There’s a relatively easy fix for that: “To prevent dry, cracked hands, avoid hot water. Use superfatted soap if you can and follow up with an emollient moisturizer every time you wash,” Sabetta says.

“At night, use a hydrating topical serum with hyaluronic acid followed by a protective moisturizer containing no irritating acids, such as Aquaphor or Eucerin,” she says. “This can give you a 20 percent to 30 percent reduction in the appearance of hand wrinkles. If you sleep with gloves on they’ll be so smooth and look great when you wake up. It’s amazing!” 

Those looking for deeper results turn to hand rejuvenation.

“Lost hand volume becomes apparent in our 40s,” Sabetta says. “The fat and collagen loss comes naturally with age. Around the same time, brown spots and actinic keratoses from years-old sun damage can start to show.
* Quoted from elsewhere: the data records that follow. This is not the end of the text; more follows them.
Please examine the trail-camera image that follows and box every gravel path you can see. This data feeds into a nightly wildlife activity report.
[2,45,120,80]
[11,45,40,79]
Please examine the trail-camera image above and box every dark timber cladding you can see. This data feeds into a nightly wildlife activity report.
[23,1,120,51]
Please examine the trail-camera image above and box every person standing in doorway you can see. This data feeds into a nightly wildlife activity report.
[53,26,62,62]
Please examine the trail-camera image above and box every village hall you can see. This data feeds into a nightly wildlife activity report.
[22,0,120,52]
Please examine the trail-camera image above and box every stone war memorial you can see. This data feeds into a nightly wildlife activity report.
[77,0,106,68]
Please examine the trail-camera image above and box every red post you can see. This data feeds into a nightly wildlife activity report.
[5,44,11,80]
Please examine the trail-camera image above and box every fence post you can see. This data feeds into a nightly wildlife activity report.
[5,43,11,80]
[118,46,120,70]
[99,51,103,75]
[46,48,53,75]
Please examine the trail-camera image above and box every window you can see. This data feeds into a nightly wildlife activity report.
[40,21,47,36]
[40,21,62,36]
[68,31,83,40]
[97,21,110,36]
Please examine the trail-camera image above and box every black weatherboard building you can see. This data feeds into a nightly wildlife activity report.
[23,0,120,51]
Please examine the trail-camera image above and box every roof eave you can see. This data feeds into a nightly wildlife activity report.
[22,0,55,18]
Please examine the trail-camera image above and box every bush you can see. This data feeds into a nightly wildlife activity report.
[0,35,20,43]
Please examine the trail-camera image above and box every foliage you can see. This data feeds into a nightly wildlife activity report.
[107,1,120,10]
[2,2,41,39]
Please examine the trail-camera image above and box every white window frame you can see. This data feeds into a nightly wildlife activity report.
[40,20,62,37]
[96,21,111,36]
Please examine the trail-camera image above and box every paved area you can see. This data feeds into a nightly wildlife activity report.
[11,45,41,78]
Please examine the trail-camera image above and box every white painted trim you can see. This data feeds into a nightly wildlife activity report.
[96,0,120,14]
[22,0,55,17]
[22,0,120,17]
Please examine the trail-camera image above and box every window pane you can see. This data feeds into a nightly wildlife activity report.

A lot of people are really turned off by their own ‘granny hands.’”

How, and how often, we use our hands can also make them look older because the bones and muscles get bigger and they’re more pronounced under thinner skin.

“What you do at the gym to help your body may not necessarily help your hands. Squeezing weights enlarges the veins, while losing weight reduces the fat on the back of the hand.” That can make them look ropey. If it bothers you, there’s a simple fix: Don’t squeeze the weights any harder than you have to when you lift.

“I tell people if you’re only going to do one thing to correct your granny hands, I’d recommend replacing volume with a filler like hyaluronic acid. It fills in fat loss under the skin and hydrates the dermis layer as well. Results can last nine months and, in some cases, even longer,” Sabetta says. “Another option is fat grafting. It involves two procedures — retrieving fat and then injecting it. It’s not as popular as fillers that are so convenient. Fat can take erratically and usually takes multiple sessions, but results can be permanent.” 

A third treatment is platelet-rich plasma, or PRP, “injected into hands and also topically applied to the surface of the skin after micro channels have been hygienically created,” Sabetta says. “This helps to build collagen and volume under the surface of the skin and improve fine wrinkles and brown spots. You may have to do it two or three times a year, but it builds on itself, is natural and is can be more cost-effective than fillers.”

A board-certified dermatologist will look for and address any signs of skin cancer. If the brown spots are cosmetic, “intense pulsed light works best for fading pigment. If you have raised benign spots, a fractionated laser can slough off these cells,” Sabetta says.